Towards a national model for organ donation requests in Australia: evaluation of a pilot model.

OBJECTIVE

To evaluate whether structural elements of a collaborative requesting model were observed in practice, and explore the impact of specialised communications training and elements of the model on consent rates.

DESIGN

A national observational study captured staff observations of the organ donation requesting process.

SETTING

DonateLife staff in 15 hospitals collected data from medical, nursing and allied health professionals who participated in the donation requesting process over a 12-month period.

PARTICIPANTS

Data were collected from 201 family donation conversations (FDCs).

MAIN OUTCOME MEASURES

Whether structural elements of the model were observed in practice, and rates of consent to donate.

RESULTS

For most cases, there was a team planning meeting (87.0%); a gap in time between the meeting at which family understands brain death or the inevitability of death and the FDC for most cases (72.0%); and at least one trained requester present at the FDC (80.7%).
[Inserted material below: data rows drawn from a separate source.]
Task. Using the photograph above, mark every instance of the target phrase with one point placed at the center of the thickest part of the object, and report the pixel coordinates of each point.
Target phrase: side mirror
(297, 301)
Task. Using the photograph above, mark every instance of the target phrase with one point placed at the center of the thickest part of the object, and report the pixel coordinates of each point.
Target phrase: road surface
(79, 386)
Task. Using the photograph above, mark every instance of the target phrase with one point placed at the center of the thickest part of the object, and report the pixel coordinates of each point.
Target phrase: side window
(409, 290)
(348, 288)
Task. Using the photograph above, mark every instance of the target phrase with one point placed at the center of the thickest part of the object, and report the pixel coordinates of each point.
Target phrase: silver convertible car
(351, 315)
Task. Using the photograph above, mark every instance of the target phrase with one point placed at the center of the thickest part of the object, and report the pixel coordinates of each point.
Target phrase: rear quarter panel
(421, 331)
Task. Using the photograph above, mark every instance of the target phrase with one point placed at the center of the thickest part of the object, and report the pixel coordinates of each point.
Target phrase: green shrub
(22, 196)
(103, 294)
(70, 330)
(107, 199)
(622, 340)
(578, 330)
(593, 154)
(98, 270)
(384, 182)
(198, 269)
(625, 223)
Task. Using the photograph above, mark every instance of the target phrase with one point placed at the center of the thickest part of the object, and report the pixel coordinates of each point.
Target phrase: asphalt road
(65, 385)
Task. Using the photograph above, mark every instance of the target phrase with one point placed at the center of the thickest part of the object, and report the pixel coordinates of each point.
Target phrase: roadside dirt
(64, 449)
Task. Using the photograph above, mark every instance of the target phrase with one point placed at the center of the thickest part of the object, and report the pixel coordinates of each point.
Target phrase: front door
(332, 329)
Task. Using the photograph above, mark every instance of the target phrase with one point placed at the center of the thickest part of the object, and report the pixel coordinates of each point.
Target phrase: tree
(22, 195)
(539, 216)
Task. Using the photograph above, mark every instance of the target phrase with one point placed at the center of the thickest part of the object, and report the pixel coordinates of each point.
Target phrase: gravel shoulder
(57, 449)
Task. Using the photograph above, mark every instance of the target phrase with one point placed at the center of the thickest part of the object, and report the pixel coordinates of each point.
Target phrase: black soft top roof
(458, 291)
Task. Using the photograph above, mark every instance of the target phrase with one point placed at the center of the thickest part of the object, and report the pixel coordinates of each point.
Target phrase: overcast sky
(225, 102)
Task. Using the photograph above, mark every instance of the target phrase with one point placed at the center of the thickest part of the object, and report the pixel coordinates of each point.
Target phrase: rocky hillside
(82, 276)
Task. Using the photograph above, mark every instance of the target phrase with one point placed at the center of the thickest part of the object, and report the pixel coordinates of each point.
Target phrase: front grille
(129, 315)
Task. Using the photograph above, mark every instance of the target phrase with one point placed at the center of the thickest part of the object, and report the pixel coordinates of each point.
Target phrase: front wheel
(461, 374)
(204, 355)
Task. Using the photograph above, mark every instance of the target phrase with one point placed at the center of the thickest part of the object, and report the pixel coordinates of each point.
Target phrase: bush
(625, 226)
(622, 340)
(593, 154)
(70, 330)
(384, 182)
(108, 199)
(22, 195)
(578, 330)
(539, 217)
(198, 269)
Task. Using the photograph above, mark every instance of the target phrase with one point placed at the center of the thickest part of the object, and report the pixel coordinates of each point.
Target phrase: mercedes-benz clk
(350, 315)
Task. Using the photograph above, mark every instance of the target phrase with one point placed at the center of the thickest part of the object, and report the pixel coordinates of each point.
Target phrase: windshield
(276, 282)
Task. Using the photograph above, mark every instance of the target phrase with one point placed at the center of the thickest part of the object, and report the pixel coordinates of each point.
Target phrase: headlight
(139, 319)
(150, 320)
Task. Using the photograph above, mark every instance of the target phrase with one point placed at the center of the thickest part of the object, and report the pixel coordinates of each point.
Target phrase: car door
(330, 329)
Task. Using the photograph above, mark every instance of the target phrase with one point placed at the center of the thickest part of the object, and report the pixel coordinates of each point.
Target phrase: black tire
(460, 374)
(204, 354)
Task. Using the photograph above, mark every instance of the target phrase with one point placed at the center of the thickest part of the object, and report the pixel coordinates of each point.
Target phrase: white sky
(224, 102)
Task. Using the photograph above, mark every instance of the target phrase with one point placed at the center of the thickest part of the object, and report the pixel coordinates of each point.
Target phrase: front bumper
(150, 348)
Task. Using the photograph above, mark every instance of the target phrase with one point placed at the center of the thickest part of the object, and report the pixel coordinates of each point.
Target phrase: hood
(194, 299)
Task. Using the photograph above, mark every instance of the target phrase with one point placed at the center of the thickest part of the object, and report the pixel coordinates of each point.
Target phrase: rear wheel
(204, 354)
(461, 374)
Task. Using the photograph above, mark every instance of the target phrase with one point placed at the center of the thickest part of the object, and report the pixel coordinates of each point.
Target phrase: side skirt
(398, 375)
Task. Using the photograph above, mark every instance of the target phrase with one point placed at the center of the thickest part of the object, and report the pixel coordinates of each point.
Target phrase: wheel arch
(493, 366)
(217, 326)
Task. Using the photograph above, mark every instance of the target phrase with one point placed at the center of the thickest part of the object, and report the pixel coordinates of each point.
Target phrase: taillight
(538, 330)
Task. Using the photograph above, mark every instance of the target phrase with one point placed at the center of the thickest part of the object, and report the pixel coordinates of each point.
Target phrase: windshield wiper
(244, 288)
Consent rates were significantly different according to who led the FDC: an untrained treating clinical specialist (45.2%); a trained treating clinical specialist (54.8%); or a trained requester who was not part of the treating clinical team (74.5%) (χ2=11.92, P=0.003). Logistic regression showed that the odds ratio (OR) for consent was significantly greater when the patient was on the Australian Organ Donor Register (OR, 9.3; CI, 3.5-24.5) and when the FDC was led by an FDC-trained requester who was not part of the treating clinical team (OR, 6.8; CI, 2.3-19.9).

CONCLUSIONS

Structural elements of the model were observed in most cases, indicating that the model is feasible and acceptable. We showed that the highest consent rates were achieved when FDCs were led by professionals who had completed the specialised communications training and were not part of the treating clinical team for that patient.